Tarzan's mythic focus now turns from the affairs of his new tribe and he begins to focus with concern about providing for his own future. He justifies the dangerous trek to loot the ruins of Oar because the gold the Waziri have told him about that lies therein will more than adequately provide for his own future needs and wants. Then he will also be prepared to provide for his intended, the beautiful Jane of Baltimore.
But there awaits for him in Opar a danger that he had not anticipated. He will be tempted and tested by the exotic temptress Queen La, High Priestess of the Flaming God. But his resolve is firm and he refuses her advances (and in a gentlemanly way) and also the offered title of High Priest of Opar as her mate. He is getting more certain of his true identity. This is the first name offered that he has turned down. But La will remain a presence and a question in his heart over the ensuing years. (Even we readers have mixed emotions about their relationship.)

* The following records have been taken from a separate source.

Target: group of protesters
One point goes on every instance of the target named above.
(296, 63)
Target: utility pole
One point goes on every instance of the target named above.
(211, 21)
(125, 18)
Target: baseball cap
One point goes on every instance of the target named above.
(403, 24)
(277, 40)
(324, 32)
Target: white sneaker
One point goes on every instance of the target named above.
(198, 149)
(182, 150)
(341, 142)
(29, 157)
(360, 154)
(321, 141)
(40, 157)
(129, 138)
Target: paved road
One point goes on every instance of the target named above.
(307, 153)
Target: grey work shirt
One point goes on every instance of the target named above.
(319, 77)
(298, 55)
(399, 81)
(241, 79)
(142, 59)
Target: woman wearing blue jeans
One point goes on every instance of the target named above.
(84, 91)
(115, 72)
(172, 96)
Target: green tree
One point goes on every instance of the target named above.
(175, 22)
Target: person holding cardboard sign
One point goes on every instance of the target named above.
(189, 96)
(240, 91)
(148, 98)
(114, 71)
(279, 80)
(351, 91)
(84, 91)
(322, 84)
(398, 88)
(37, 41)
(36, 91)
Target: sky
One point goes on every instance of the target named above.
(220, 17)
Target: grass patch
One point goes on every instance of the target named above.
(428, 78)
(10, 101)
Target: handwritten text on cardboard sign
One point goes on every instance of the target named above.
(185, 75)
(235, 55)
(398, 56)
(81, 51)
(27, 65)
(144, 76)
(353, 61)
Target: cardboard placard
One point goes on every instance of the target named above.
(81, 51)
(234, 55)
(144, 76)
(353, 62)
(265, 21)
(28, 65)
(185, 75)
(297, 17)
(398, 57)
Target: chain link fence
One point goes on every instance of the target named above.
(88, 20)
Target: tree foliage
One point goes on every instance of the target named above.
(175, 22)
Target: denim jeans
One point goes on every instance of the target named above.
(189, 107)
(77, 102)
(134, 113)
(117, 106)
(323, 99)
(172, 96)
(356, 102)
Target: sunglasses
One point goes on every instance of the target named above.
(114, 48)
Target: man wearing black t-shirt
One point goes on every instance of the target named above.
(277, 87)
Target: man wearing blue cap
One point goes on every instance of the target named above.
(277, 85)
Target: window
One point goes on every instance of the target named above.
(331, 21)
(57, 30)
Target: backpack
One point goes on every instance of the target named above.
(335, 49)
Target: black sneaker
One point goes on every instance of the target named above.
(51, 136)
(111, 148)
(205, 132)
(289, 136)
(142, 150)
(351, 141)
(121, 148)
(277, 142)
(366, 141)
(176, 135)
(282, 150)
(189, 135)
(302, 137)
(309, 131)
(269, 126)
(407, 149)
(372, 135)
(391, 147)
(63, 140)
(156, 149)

His journey is almost complete. He must survive some misunderstandings of romance and trials of the heart with Jane herself; yet, when that point arrives he proclaims himself John Clayton, the true Lord Greystoke, his own name at last. He then has conquered all of the barriers and himself to finally claim the love of the woman. He marries her in the shadow of the cabin to the silent witness of the ghosts of his long dead parents, the quiet curiosity of his jungle brethren, and the gaze of his jubilant Waziri kinsmen.
We have thrilled with Tarzan as he has risen from hopelessness to achieve a place of power, honor, respect, confidence and maturity in his life. Burroughs so deftly gives us a rousing story that it is easy to overlook the mythic depths he plumbed and the thoroughness to which he so ably addressed the issues he found. He is a very enjoyable reading experience but it is the gift of his craft that makes such a lasting impression.